The action concerns the love that arises between Maureen and Pato and its destruction and desecration by Mag, under the sway of her understandable and therefore all the more disgusting selfishness, abetted by Ray, who simply can't sit still long enough to do his duty. In his defense, Ray must sit still (or as still has he can) in the solitary presence of Mag, who emanates a moral stench that would gag a maggot. Watching Flanagan and Henderson work together is, as Pooh Bah remarks, modified rapture. She sits in her rocker like a large hunk of spoiled meat.
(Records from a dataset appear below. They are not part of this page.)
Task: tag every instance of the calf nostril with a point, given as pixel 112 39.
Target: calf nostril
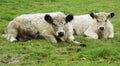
pixel 61 34
pixel 101 28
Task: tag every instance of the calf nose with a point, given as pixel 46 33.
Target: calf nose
pixel 61 34
pixel 101 28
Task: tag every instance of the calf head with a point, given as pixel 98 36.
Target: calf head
pixel 58 23
pixel 101 19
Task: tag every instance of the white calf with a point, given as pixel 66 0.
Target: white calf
pixel 51 26
pixel 95 25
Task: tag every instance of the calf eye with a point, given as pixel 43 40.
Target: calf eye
pixel 97 20
pixel 54 24
pixel 106 20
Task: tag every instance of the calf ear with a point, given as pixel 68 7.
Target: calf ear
pixel 92 15
pixel 69 18
pixel 111 15
pixel 48 18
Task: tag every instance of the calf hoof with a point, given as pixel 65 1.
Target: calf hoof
pixel 83 45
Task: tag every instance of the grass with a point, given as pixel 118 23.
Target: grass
pixel 39 52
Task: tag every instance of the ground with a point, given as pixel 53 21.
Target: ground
pixel 40 52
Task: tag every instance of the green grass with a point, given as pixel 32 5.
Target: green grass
pixel 39 52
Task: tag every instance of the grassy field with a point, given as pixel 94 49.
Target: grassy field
pixel 39 52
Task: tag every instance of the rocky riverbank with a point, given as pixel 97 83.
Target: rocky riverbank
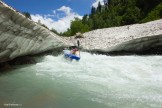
pixel 132 38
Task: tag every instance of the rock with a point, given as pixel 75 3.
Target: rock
pixel 20 36
pixel 132 38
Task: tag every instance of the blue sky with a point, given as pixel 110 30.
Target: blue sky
pixel 55 14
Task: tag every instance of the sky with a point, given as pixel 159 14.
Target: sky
pixel 56 14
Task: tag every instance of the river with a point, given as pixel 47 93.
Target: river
pixel 96 81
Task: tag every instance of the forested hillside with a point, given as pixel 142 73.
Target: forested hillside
pixel 117 13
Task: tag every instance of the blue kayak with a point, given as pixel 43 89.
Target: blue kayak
pixel 72 56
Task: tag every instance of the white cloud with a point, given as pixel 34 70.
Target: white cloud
pixel 62 24
pixel 95 4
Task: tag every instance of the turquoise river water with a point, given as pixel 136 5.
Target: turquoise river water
pixel 96 81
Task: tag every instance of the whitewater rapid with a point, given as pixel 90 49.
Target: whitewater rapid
pixel 96 81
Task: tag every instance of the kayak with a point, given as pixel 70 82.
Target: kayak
pixel 67 54
pixel 72 56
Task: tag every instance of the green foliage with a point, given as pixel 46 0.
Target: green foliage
pixel 77 26
pixel 54 31
pixel 117 13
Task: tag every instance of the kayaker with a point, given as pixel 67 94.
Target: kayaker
pixel 76 52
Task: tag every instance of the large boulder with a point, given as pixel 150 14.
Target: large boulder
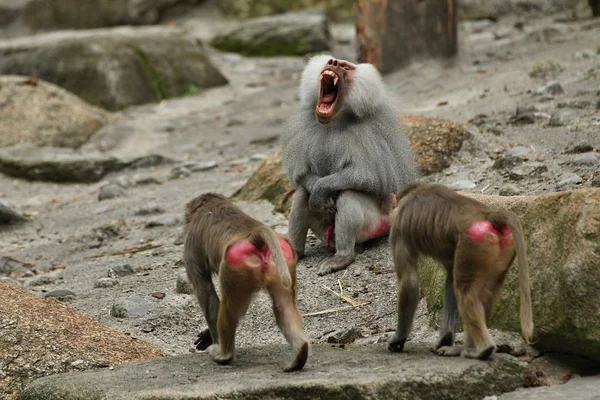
pixel 335 9
pixel 40 337
pixel 114 68
pixel 562 233
pixel 434 140
pixel 291 34
pixel 43 114
pixel 355 372
pixel 87 14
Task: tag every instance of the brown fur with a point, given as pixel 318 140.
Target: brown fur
pixel 433 220
pixel 212 225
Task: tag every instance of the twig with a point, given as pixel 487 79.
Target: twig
pixel 130 250
pixel 332 310
pixel 341 296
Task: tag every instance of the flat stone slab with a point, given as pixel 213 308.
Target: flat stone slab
pixel 587 388
pixel 353 372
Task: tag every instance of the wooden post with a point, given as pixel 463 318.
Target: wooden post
pixel 392 32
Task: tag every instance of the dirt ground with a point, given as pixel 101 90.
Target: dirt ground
pixel 73 235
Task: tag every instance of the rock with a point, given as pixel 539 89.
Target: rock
pixel 149 210
pixel 590 158
pixel 564 282
pixel 183 284
pixel 103 283
pixel 585 388
pixel 291 34
pixel 61 294
pixel 434 140
pixel 40 14
pixel 121 271
pixel 110 191
pixel 569 179
pixel 518 151
pixel 359 372
pixel 527 171
pixel 41 336
pixel 509 189
pixel 335 9
pixel 344 336
pixel 40 113
pixel 114 68
pixel 163 220
pixel 129 308
pixel 8 216
pixel 464 184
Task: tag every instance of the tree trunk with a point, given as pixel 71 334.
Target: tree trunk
pixel 392 32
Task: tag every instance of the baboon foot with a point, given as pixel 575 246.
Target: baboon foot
pixel 300 359
pixel 335 263
pixel 478 355
pixel 449 351
pixel 396 344
pixel 215 352
pixel 203 340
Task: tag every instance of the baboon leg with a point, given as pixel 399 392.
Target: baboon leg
pixel 349 219
pixel 299 220
pixel 405 262
pixel 290 322
pixel 232 308
pixel 479 343
pixel 209 301
pixel 450 311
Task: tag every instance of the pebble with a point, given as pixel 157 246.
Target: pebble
pixel 509 189
pixel 590 158
pixel 149 210
pixel 103 283
pixel 569 179
pixel 517 151
pixel 110 191
pixel 61 294
pixel 163 220
pixel 121 270
pixel 462 185
pixel 129 308
pixel 344 336
pixel 183 284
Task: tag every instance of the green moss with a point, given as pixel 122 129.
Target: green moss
pixel 158 83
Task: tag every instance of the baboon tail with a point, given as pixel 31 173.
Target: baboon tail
pixel 267 237
pixel 501 219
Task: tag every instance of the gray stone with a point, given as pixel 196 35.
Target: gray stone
pixel 114 68
pixel 86 14
pixel 110 191
pixel 121 270
pixel 291 34
pixel 106 283
pixel 586 388
pixel 509 189
pixel 569 179
pixel 344 336
pixel 163 220
pixel 518 151
pixel 591 158
pixel 183 284
pixel 61 294
pixel 129 308
pixel 355 372
pixel 40 113
pixel 8 216
pixel 462 185
pixel 149 210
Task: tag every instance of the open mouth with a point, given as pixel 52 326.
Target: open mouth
pixel 328 94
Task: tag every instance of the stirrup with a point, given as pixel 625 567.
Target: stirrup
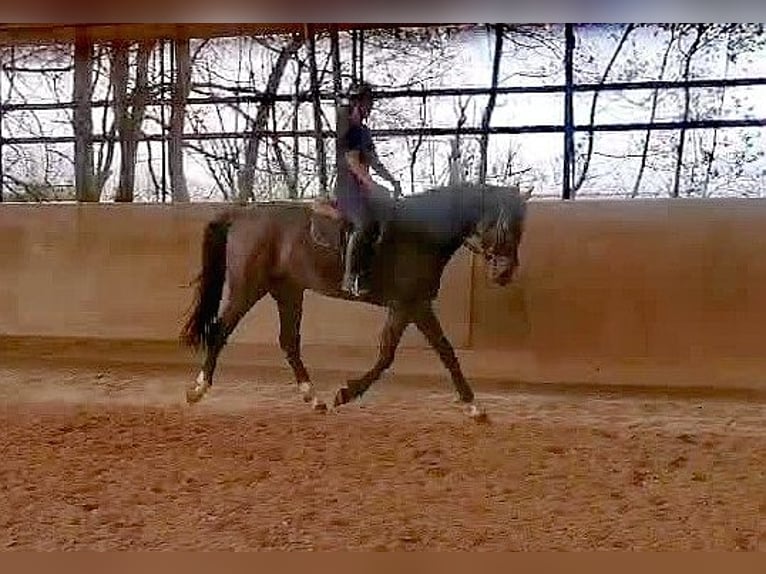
pixel 355 287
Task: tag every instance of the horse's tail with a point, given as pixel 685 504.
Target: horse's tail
pixel 199 325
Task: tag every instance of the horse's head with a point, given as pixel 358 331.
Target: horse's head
pixel 499 230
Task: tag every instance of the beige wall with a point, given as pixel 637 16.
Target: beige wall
pixel 667 280
pixel 121 271
pixel 675 280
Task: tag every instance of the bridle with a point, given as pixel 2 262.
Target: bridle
pixel 501 231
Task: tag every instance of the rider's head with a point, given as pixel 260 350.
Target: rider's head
pixel 360 97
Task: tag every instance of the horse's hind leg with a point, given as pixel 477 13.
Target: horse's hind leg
pixel 236 303
pixel 290 307
pixel 396 322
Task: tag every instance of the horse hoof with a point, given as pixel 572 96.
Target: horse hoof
pixel 193 395
pixel 195 392
pixel 342 397
pixel 478 414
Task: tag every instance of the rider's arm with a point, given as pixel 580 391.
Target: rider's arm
pixel 381 170
pixel 353 160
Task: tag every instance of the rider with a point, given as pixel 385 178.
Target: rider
pixel 356 199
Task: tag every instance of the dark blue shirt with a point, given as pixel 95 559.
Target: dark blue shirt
pixel 359 138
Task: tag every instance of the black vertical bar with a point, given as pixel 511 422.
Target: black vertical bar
pixel 2 173
pixel 163 122
pixel 361 55
pixel 353 55
pixel 569 40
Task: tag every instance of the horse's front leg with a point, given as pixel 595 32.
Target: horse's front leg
pixel 396 322
pixel 428 324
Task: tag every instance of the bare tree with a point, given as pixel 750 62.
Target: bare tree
pixel 83 122
pixel 259 124
pixel 487 116
pixel 589 154
pixel 653 113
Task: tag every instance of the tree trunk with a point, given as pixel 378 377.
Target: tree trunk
pixel 485 120
pixel 586 165
pixel 247 174
pixel 130 118
pixel 319 141
pixel 687 103
pixel 341 112
pixel 181 86
pixel 83 120
pixel 711 155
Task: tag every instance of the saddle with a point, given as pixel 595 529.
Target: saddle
pixel 329 229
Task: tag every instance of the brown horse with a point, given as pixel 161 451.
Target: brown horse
pixel 278 249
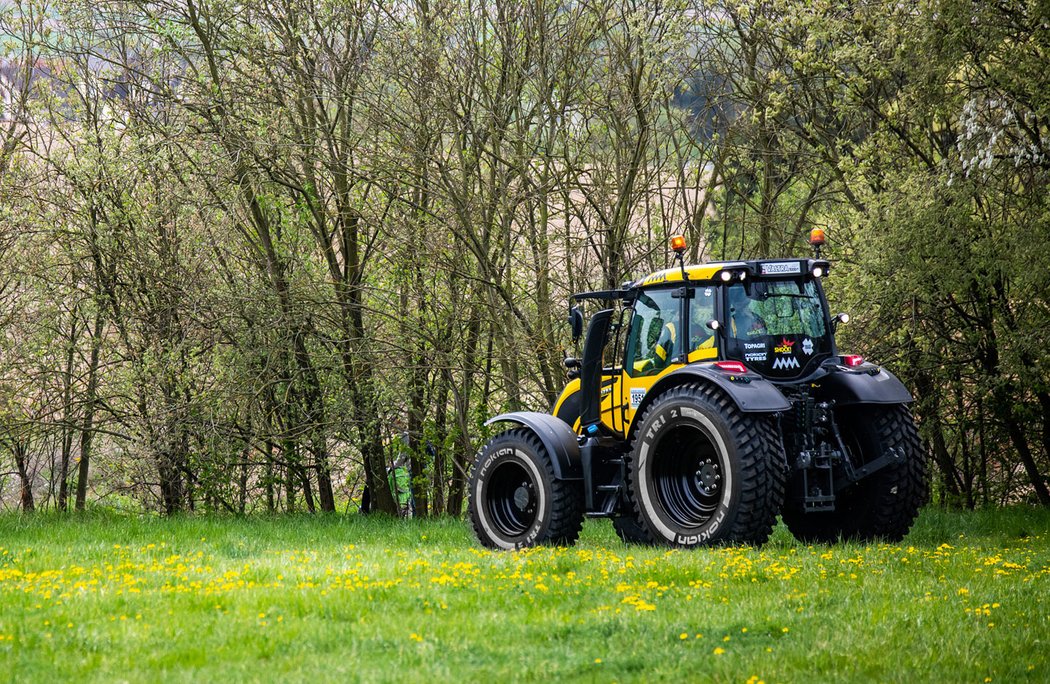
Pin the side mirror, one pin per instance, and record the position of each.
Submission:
(576, 322)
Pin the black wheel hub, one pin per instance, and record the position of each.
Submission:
(511, 499)
(708, 477)
(688, 476)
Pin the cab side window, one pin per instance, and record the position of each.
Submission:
(654, 335)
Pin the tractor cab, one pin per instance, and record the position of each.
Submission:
(762, 319)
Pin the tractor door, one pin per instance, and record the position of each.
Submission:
(653, 347)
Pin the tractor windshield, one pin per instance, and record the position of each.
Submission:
(777, 328)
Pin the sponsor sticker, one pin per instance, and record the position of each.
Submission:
(781, 268)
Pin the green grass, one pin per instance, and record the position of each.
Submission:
(966, 598)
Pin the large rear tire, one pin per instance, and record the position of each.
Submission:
(702, 472)
(516, 501)
(882, 505)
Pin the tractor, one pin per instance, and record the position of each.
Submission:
(707, 400)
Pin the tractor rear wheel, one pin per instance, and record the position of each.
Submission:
(702, 472)
(882, 505)
(516, 501)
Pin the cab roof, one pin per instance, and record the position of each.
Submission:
(716, 273)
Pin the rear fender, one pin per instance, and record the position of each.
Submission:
(750, 392)
(868, 384)
(558, 438)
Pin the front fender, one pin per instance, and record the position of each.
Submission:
(558, 438)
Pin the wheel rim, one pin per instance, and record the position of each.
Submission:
(512, 499)
(688, 476)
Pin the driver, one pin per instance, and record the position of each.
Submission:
(744, 320)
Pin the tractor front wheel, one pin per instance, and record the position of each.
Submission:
(516, 501)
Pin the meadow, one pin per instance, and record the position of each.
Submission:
(119, 597)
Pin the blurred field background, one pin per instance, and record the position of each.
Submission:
(114, 597)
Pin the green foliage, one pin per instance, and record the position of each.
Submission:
(244, 247)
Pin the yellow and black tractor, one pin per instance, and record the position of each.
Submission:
(708, 400)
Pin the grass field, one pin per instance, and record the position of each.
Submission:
(966, 598)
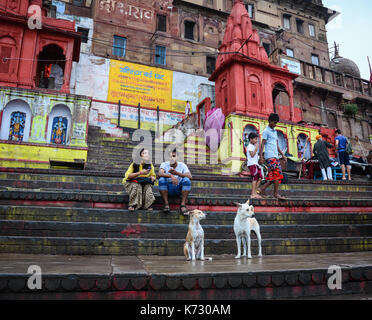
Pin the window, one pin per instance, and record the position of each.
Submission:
(315, 59)
(17, 126)
(161, 23)
(289, 52)
(119, 46)
(84, 34)
(287, 22)
(300, 26)
(79, 3)
(5, 54)
(189, 30)
(59, 125)
(250, 9)
(59, 130)
(311, 30)
(211, 64)
(160, 53)
(267, 47)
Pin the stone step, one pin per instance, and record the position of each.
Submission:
(171, 231)
(238, 183)
(70, 214)
(196, 189)
(115, 246)
(203, 177)
(87, 197)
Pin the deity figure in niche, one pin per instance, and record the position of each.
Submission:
(17, 126)
(59, 130)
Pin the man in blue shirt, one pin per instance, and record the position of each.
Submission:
(343, 156)
(270, 143)
(174, 180)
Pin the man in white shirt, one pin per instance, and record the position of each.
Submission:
(174, 180)
(252, 162)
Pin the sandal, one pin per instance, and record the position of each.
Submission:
(279, 197)
(183, 209)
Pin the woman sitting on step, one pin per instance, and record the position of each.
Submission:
(137, 182)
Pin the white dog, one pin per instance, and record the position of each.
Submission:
(194, 245)
(243, 225)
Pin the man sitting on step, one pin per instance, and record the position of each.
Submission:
(174, 180)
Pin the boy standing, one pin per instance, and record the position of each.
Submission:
(343, 156)
(174, 180)
(271, 145)
(252, 158)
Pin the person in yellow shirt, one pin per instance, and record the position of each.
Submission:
(137, 182)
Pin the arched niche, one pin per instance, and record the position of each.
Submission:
(281, 101)
(59, 125)
(16, 121)
(247, 130)
(254, 92)
(283, 141)
(50, 67)
(303, 146)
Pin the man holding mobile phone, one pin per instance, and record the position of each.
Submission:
(174, 180)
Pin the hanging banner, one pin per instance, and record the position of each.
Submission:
(134, 83)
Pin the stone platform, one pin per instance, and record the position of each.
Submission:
(172, 277)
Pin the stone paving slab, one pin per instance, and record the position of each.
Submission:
(177, 265)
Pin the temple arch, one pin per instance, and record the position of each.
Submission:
(16, 121)
(59, 125)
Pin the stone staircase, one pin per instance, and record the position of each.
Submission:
(70, 212)
(82, 214)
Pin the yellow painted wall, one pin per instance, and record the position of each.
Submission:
(35, 156)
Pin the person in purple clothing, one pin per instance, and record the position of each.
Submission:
(343, 156)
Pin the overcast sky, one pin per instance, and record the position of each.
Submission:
(352, 30)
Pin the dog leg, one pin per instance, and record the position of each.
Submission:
(238, 242)
(258, 234)
(249, 244)
(244, 240)
(202, 250)
(192, 250)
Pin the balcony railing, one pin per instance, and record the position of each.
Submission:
(329, 76)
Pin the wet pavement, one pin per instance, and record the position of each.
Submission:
(176, 265)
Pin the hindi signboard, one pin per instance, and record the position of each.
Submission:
(134, 83)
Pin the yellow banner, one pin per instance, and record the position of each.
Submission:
(134, 83)
(180, 105)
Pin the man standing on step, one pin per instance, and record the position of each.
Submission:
(174, 180)
(343, 156)
(270, 144)
(320, 150)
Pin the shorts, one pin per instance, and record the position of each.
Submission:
(255, 171)
(343, 158)
(275, 170)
He bounces around, at one point waving a heavy, portentous poker, like a piece of plastique that can't make up its mind where to explode.
Pagano and Loney present a similar though far more subdued contrast. Pagano's Maureen is often agitated, especially around her mother, who picks at her like a Wisconsin black fly would, and when she loses all her composure, as she does at one point with Loney's Pato, she seems to move from neurosis to insanity. Loney, on the other hand, plays Pato as a genuinely peaceful fellow -- occasionally understandably nervous or depressed -- and who wouldn't be, after a bout of impotence? One supposes that the playwright wants Pato to demonstrate an ordinary, mildly admirable normality, sensitive enough to appreciate Maureen's hectic vivacity but protected by an insensitivity and a natural gentlemanliness that prevent him from suffering too much from the way the love affair turns out. A lesser player would have made Pato about as interesting as a bottle of 2 percent milk. Loney, however, creates a gentle, lovable soul -- interesting not just in contrast to the other three characters but as a life force too useful to be destroyed by his hometown and townspeople.
A play directed by John Going is usually fast-moving, witty and clear-spoken, but The Beauty Queen of Leenane is not vintage Going. Flanagan and Pagano spent the play's first several minutes with terrible cases of mush mouth, and throughout the performance palpable, incomprehensible beats seemed to separate one actor's lines from another's. James Wolk's set looked like a neorealist painting -- elegantly spare, handsomely gray. I could have done without the real rain falling behind it. The Rep seems to have discovered water over the past year and is utilizing it the way a 14-year-old girl utilizes Kmart makeup. Remember the pool in last fall's Shakespeare? Well, the rain in this play isn't nearly as obtrusive, so perhaps our hypothetical girl had a birthday. Elizabeth Covey's costumes do well enough, and Michael Philippi's lights are mostly fine -- but why does sunshine show under the door in the midst of an evening scene?
The Beauty Queen of Leenane skirts the edges of mere nastiness -- a sneering, condescending, despising invidious humor more English than Irish. But the playwright, Martin McDonagh, is a young city man of limited experience from a straitened background. Given time, perhaps he will develop the humanism of his literary forerunners, Brendan Behan most especially, and learn to mix contempt born of fear and ignorance with some pity.